You can read more about this story in the article: Half of all F-35s delivered by Lockheed Martin are non-operational as negotiation continues on new contract
Despite all this, Lockheed has already pitched building a “superior” fighter to the F-35 to Japan
With concerns about Chinese aggression throughout the region, the Japanese government has already begun making the political changes necessary to transition away from a strictly defensive force toward a modern military with the means to take proactive deterrent action. Doing so has involved the purchase of a number of systems from the United States military, including ballistic missile defenses, MV-22 Ospreys, and of course, the F-35.
However, it’s been years since anyone saw the F-35 as a legitimate air superiority fighter.
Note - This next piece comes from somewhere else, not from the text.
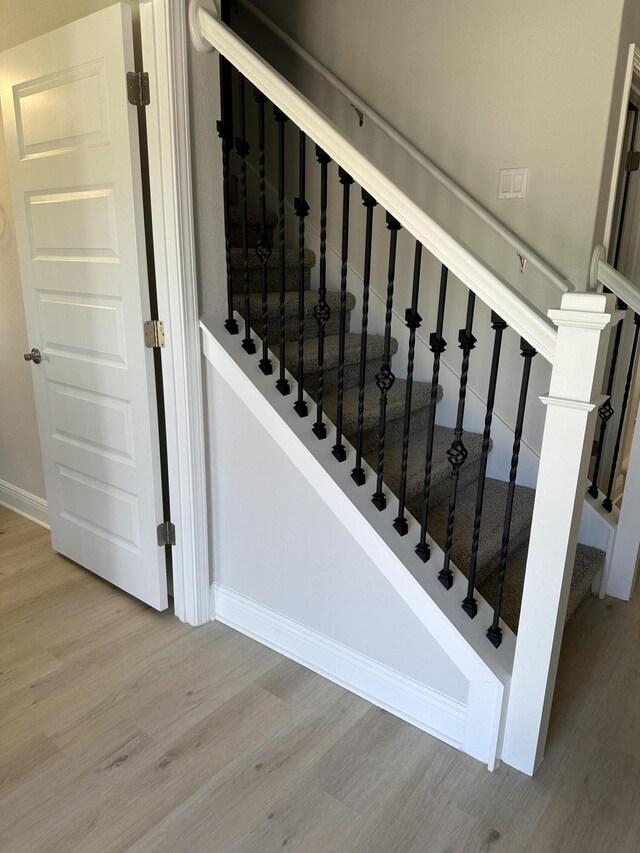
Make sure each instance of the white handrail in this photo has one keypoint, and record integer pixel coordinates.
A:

It’s slower and less maneuverable than America’s other 5th generation fighter, the stealthy F-22, and would have to rely entirely on stealth and over the horizon weapons systems to engage 4th generation fighters like the Su-35 fielded by both Russia and China — because it too can outrun and out turn Lockheed’s show pony. Japan’s air superiority fighters, based on American F-15 and F-16 platforms, also aren’t up to the task of taking on China’s J-20 and forthcoming J-31 — prompting Japan to start looking for a new air superiority platform.
Enter Lockheed Martin, who has offered to develop a “hybrid” of F-22 and F-35 technology into a new air superiority fighter that they claim would be superior to both. The F-22 and associated technologies have been barred from export by the American government, so it stands to reason the U.S. would likely need to be on the customer list in order to permit such a deal.